When I arrived at Cortland, there was a gallery of outdate faculty photos by the English department office. Among them was a picture of Shakespeare, listed as emeritus. The pictures are gone now, as our many of those pictured in them. Like many departments, we are in the midst of a rash of retirements, with two last year and two this year, and several more likely over the next few years.

In any case, our Shakespearean is in his last semester now. Our chair requested permission to open a search to replace him and, quite cheekily, gave as her rationale for the necessity of his replace, “We’re an English department.” Apparently this was not sufficient justification.

Why do we need a Shakespearean? Well, we require some of our students to take our Shakespeare course, so we usually need to offer it every year. However, the dean asked, quite logically, if anyone else could teach that course. And there are at least two faculty members who can teach it. Now you could argue that the department needs a faculty member who is active in research in Shakespeare, but we haven’t had that while I’ve been here. Furthermore, given the heavy teaching load here, we have faculty in many areas who aren’t active scholars.
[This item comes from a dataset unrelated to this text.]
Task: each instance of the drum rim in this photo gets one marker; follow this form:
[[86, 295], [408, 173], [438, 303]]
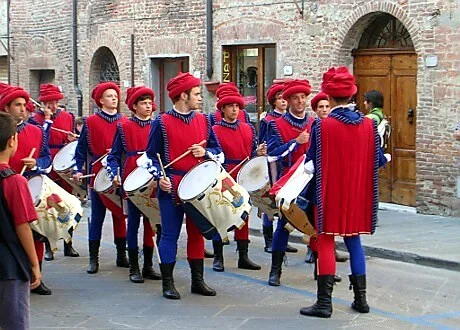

In other words, that’s not an argument that really flies here.

The truth is that the need for a Shakesperean is grounded in a particular sense of disciplinary identity, one that I don’t really share as it not simply marginalizes my work but can, at times, be actively hostile toward it. The fact of the matter is that if I can be asked to teach rhetoric, poetics, creative writing, new media design, intro to literature, and computer pedagogy, then I don’t see why we need to have one faculty member for nearly every *&(^&! century of British literature. On a faculty of 17, we have 6 British lit faculty, 7 if you include Irish lit. These 7 faculty taught 14 British Lit courses in the last year; that was 11 different sections, not including the fact that several of them were undergrad and grad versions of the same course (and if you ask the students, they’ll tell you they read exactly the same books in both and sometimes get the exact same syllabus). On the other hand, 3 professional writing faculty offered 12 writing sections and 12 different courses.

Now I’m not saying that we necessarily need another PWR faculty member, but I’m not sure how you can say we need a Shakespearean either. What we need is a sense of the future and how we can hire faculty to meet that vision.